ALBANY, NY, December 28, 2022 – Governor Kathy Hochul today announced that nine projects and one individual are being recognized with 2022 New York State Historic Preservation Awards. Projects highlighted with this year’s awards include a community-led establishment of a historic district in Chautauqua County, transformational design of historic garden space in Westchester County, and the completed restoration of a historic pier in New York City.
“Preserving notable landmarks across New York allows us to celebrate our shared history and honor our collective past,” Governor Hochul said. “I congratulate this year’s recipients on their efforts to capitalize on our historic and cultural resources to build a brighter future for our state.”
Created in 1980, the State Historic Preservation Awards are presented by the Office of Parks, Recreation and Historic Preservation (NYSOPRHP) each year to honor excellence in the protection and revitalization of historic and cultural resources.
NYSOPRHP Commissioner Erik Kulleseid said, “Historic preservation is collaborative work and we welcome the opportunity to recognize projects that harness the energy and demonstrate the remarkable potential of historic preservation. We are proud to be an active partner on projects throughout New York State and congratulate all of the individuals and groups who make preservation possible. Their extraordinary efforts and creative visions are inspirational and have positive, long-lasting effects in our communities.” Read the official announcement here.
The Jay Heritage Center (JHC) was honored for Excellence in Non-Profit Achievement in recognition of its rehabilitation and stewardship of the Jay Estate Gardens. The award was the only one made to a Westchester County non-profit. Commissioner Kulleseid remarked, “The transformational design of the gardens not only reflects the historic context but emphasizes an intentionality to restore native species and original voices and to cultivate an appreciate and understanding of sustainable landscapes through partnerships and public outreach.” The awards ceremony was held at the New York State Museum in Albany on December 8 and also recognized project teams responsible for the renewal of Pier 56 and El Barrio in Manhattan, the T Building in Queens, and the rehabilitation of the Niagara Falls River Gorge Stairway.
Kulleseid applauded the ingenuity of a three-room garden design by landscape architects Nelson Byrd Woltz that complements JHC’s curriculum of innovative programming. Historic features that had long lost their integrity and were subsumed by invasive species were successfully rehabilitated and can now be interpreted for the public. Integral team members included the engineering firms of Silman and Langan and archaeologist Dr. Eugene Boesch. Funding for the project came entirely through a $500,000 grant from NY State’s Regional Economic Development Council and generous donations from the public.
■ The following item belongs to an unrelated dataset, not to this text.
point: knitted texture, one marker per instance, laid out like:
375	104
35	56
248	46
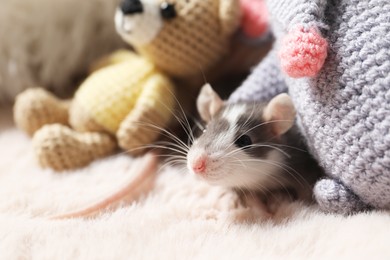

The 23-acre Jay Estate is a large, exciting campus for young citizen scientists and the reimagined Jay Estate Gardens are its newest, most dynamic classrooms. Apart from their impact as hand-on laboratories to study the natural sciences, the gardens also serve as a living tableau – a botanical backdrop – against which the narratives of all the families, owners, and servants, free and enslaved, who lived and worked on this site are being explored. In fact, deliberate design choices were made to protect extant archaeological resources including those associated with Indigenous and enslaved African American residents of the property such as the Valentine Family (pre-1787- 1847).
Together with guidance from the dedicated staff at NYSOPRHP, the Jay Estate Gardens team successfully recaptured the compelling character of the historic gardens. The refreshed new green spaces hold the potential to help inspire underserved youth to pursue careers in a multitude of professions from historic preservation to horticulture to archaeology. Most importantly, the project elevates the role of community partnerships as central to sustainable parkland restoration. Incorporating many voices was integral to creating these inclusive, safe, and welcoming spaces for thoughtful educational programming.
Together with members of the board and staff of the Jay Heritage Center, the project has been supported by numerous entities from concept through execution and usage including the African American Men of Westchester, the Japan Society of Fairfield County, the Port Chester Youth Bureau, Meals on Main Street, American Women of African Heritage, Westchester County Parks, Lower Hudson Partnership for Invasive Species Management (LHPRISM) and many, many more. Constructed and executed during the height of the Covid pandemic, the gardens became a refuge and beacon of hope for volunteers who continue to contribute hundreds of hours of time to help maintain the health and beauty of the walled rooms.
JHC President Suzanne Clary said “JHC is immensely grateful for this recognition and our powerful partnership with New York State Parks. This award affirms our shared belief that a sustainable landscape rehabilitation can simultaneously restore ecological balance, attract wildlife, while also aiding in the interpretation of American history, cultural identity and placemaking.”